State Rep. Barry Fleming (R), chair of a newly created Special Committee on Election Integrity, introduced a bill last week that aimed to eliminate all early voting on Sundays — thus eliminating “souls to the polls,” a get-out-the-vote initiative popular with the state’s predominantly Black churches. That’s among many other provisions. From Georgia Public Broadcasting:
Section 12 of the bill would provide “uniformity” to the three-week early voting period, Fleming said, requiring all counties to hold early voting from 9 a.m. to 5 p.m. Monday through Friday for three weeks before the election, plus a mandatory 9-to-5 period of voting the second Saturday before the election. It would allow counties to extend hours to 7 a.m. and 7 p.m., but would prohibit counties from holding early voting any other days — including Sunday voting popular in larger metro counties and a high turnout day for Black voters that hold “souls to the polls” events.Like other bills making their way through the GOP-controlled legislature, there would be a new photo ID requirement for absentee ballots.
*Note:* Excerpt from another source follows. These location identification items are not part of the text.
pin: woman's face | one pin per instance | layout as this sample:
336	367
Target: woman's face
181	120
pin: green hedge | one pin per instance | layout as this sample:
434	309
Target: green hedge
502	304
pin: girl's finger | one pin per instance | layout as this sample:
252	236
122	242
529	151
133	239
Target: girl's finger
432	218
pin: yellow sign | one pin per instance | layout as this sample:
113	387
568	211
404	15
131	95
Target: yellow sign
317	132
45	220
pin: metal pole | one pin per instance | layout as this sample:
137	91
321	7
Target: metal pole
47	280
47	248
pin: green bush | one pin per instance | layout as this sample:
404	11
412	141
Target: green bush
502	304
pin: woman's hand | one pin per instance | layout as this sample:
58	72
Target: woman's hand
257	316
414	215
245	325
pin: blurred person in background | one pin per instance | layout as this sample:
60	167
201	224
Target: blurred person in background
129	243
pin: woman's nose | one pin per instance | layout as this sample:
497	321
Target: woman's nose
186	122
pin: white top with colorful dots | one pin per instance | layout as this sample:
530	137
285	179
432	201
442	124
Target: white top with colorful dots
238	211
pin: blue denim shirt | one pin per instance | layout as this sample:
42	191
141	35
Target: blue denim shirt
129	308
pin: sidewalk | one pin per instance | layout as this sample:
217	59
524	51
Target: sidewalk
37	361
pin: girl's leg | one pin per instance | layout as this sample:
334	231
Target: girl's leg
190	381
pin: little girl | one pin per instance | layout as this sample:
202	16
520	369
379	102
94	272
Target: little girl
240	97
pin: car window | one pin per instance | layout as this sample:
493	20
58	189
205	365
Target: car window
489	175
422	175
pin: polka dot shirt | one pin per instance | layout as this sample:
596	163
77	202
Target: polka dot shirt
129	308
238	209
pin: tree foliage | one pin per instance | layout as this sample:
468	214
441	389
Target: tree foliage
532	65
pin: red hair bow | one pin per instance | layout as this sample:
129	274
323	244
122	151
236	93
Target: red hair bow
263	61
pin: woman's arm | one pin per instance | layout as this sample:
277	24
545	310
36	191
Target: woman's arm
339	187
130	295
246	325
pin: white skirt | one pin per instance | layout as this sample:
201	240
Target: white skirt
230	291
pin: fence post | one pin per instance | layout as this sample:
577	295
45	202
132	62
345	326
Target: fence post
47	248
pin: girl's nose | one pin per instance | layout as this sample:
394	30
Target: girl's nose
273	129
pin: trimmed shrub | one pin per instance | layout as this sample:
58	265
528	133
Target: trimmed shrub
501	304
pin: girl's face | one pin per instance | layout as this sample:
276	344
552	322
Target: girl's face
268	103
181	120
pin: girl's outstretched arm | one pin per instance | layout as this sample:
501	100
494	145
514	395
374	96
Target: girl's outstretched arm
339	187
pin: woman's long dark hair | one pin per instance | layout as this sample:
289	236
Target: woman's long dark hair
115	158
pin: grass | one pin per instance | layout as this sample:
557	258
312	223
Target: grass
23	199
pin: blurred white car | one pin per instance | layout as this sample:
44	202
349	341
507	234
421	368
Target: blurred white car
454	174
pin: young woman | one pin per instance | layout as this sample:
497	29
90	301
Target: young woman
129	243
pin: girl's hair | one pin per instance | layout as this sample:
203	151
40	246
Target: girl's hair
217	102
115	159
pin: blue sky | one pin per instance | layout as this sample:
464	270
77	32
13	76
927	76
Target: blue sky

“We try as best we can to make sure that our voting is secure, and that someone’s vote cannot be stolen,” Fleming said in a hearing last week, explaining the need for the new law. “Our due diligence in this legislature [is] to constantly update our laws to try to protect the sanctity of the vote.” (There is no evidence that “stolen” votes had an effect on the 2020 election.)
Similar efforts by North Carolina Republicans were struck down by federal courts deciding that the real impetus behind these restrictions was disenfranchising Black voters more so than combating voter fraud. But voting rights activists in Georgia are still concerned.
State Rep. Calvin Smyre (D), dean of the Georgia House, also spoke at the hearing and argued that significantly decreasing early-voting options on the weekends would limit one of the voting options that people of color use most. According to Fair Fight Action, a voting rights group in Georgia, Black voters make up about 30 percent of Georgia’s electorate, but made up nearly 37 percent of Sunday voters in 2020.
“I know when you cut back on the early voting, it disproportionately affects and harms voters of color who have the highest rate of weekend voting,” Smyre said. “And Section 12 of the bill, when you eliminate some form of Saturday and Sunday voting, it appears to me once I looked at it and kind of added it up, it looks like you can almost cut 108 or 110 total available hours of early voting. And to me that will have a disproportionate effect on segments of our community.”
Republicans in other states have made efforts to make voting on Sundays difficult and have attracted criticism from Black voters. In 2013, North Carolina Republicans eliminated Sunday voting — the state’s Souls to the Polls program — before the U.S. Court of Appeals for the 4th Circuit struck down the move for targeting Black voters “with almost surgical precision.” But some aspects of the bill remained in place and could have had an effect on Black voter turnout.
Black voter turnout in 2016 and 2020 was lower in North Carolina than in 2008 and 2012, said Asher Hildebrand, a professor at the Duke University Sanford School of Public Policy. But he said that multiple factors could have influenced that, including the fact that Barack Obama, America’s first Black president, was no longer on the ballot.
“The fact of the matter is it’s hard to draw direct causal links because there are so many other factors at play, but that doesn’t mean that links don’t exist,” Hildebrand said. “And it certainly seems that North Carolina has had some unique declines (in Black voter turnout) that some states haven’t experienced.”
In North Carolina, individual counties now have more control over voting procedures, making it more difficult in some places in the state than others to vote. And other laws that voting rights activists argue are designed to make it more difficult for Black Americans to vote — like a law requiring voters to have photo identification — are still on the books.
For some Black Georgia voters, measures to get rid of voter outreach efforts that are popular with Black Christians feel like a direct attack on the Black church — a group that was fundamental in helping elect Biden in the historically conservative state and send two Democrats to the Senate.
The Rev. Timothy McDonald III told the Associated Press that Republicans are specifically trying to suppress the “power” that the Black church has shown in recent elections. But the pastor of Atlanta’s First Iconium Baptist Church, which participated in Souls to the Polls, predicted that Republican attacks on the politics of the Black church will ultimately be unsuccessful because of the community’s “ability to adapt.”
“The reason we have survived so much as a people in this country certainly has to do with the Black church and our ability to adapt,” he said. “If we can adapt to slavery, if we can adapt to lynching, if we can adapt to Jim Crow, we can adapt to a group of Republicans trying to cause us not to be able to vote.”
According to the Brennan Center for Justice at the New York University School of Law, more than 100 bills have been introduced in nearly 30 states aimed at restricting voting rights in the 2021 legislative session. And many of those states are completely under GOP control, meaning that legislation is likely to pass in many cases. That could present real obstacles for those hoping to defeat those laws. But presenting obstacles does not necessarily guarantee defeat. And one of the conflicts that this political moment appears to have exacerbated is the cultural war between Republicans and the Black church.